When my partner initially started riding drop bar bikes, one thing she struggled with was being able to brake properly, her hands were not as strong as an average male's nor were they as large. This lead to her developing back and arm pain whenever she would need to descend and brake as she had to rotate her whole forearm around to be able to even reach the levers, they were simply too far away for her to reach them normally. This was a serious struggle for a single bike, let alone a tandem bike. Our tandem is fitted out with the classic Mafac high-profile cantilever brakes. This style of brake has an inherently low mechanical advantage, this means that it requires a lot of hand pressure to get decent braking force; the flipside is that you get a lot of rim clearance which is why you see a lot of cyclocrossers using them.
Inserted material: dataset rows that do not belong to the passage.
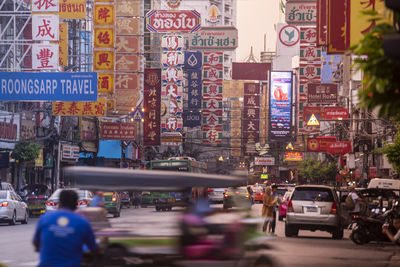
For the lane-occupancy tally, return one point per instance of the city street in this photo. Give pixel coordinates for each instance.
(309, 249)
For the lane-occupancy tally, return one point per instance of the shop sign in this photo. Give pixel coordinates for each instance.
(183, 21)
(70, 152)
(72, 9)
(293, 156)
(172, 42)
(214, 38)
(45, 27)
(264, 161)
(301, 13)
(340, 147)
(45, 6)
(118, 131)
(172, 58)
(48, 86)
(323, 93)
The first levers that we used on the tandem were Shimano 600 units from the early 80's. These are a traditional non-aero design which have the exposed cable outer exiting from the top of the brake with a slotted lever. These have a slightly lower mechanical advantage than modern levers, and gave quite poor braking due to this. Braking from the hoods was marginal at best. They were nearly unusable by my partner due to the longer reach of about 83mm
Ergonomically I generally like these levers from the drops, however I find modern and aero levers much more comfortable on the hoods. This reflects how people used to use the drops a lot more than they do now, there was less focus riding on the hoods in the past.
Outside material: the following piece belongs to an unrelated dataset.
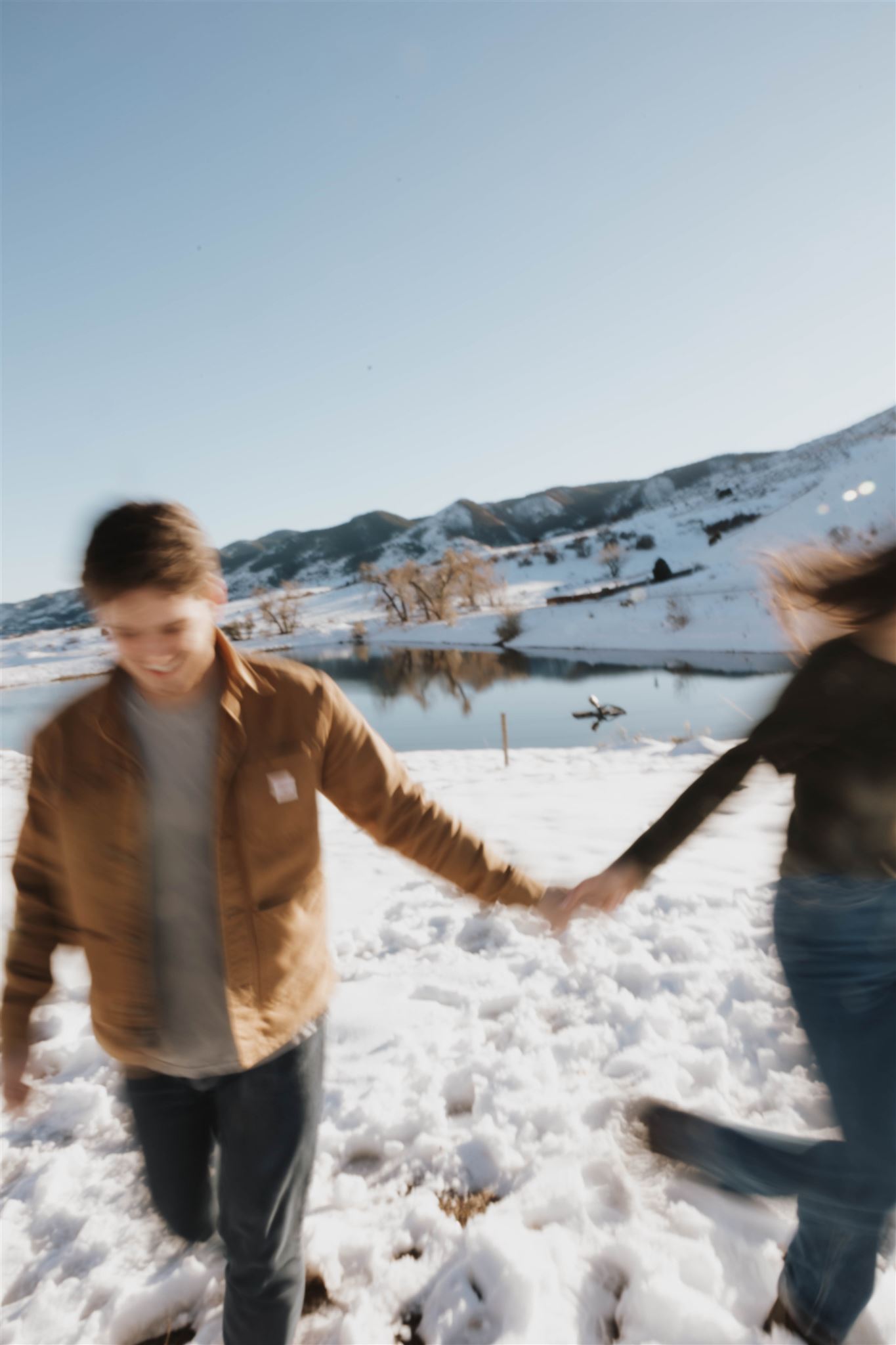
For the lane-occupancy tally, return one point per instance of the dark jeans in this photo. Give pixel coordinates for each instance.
(837, 943)
(265, 1121)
So the next step was to move to aero levers, these type of levers became popular sometime in the 80's and their distinguishing feature was that the cable now exited through the rear of the lever body and was hidden underneath the bar tape. This was part of the 80's aero craze when the market was going crazy for this kind of thing. These types of brake levers typically feature better braking from the hoods as well as a higher mechanical advantage than the older style levers. This model is the Dia Compe GC-07H which has a nice retro looking drilled lever blade which I thought would match the bike. Sadly the fit of these was not much better, braking from the hoods was improved however, the drops position was near borderline for me as the reach was even further out at 95mm, this was understandably worse for my partner.
So after a bit of research I decided to give the Tektro RL320 levers specifically designed for smaller hands. Initally I shied away from the Tektro series levers as they appear to be copies of the Campagnolo lever shape which I think would look too modern on a vintage Jack Taylor tandem. However after installing them the braking from the hoods was better than with the Dia Compes and braking from the drops was slightly less powerful as the shorter lever meant you have slightly less leverage. However overall the hoods position was a lot more comfortable and braking from them was much less tiring, it felt a lot like a modern brake/shifting lever.
For my partner, these were a revelation, she was able to now brake with full force. Previously she could not even reach the levers from the bars! These were at about 75mm reach which is a fair bit shorter than the other levers we tried. For me the transition between the hoods and the handlebars is much flatter and wider which makes it a lot more comfortable.
The search for the right lever was somewhat more difficult than I had initially thought, it made me aware of how anyone with hands significantly smaller than the average male is at a disadvantage. This might not have been apparent to me had I not owned a tandem!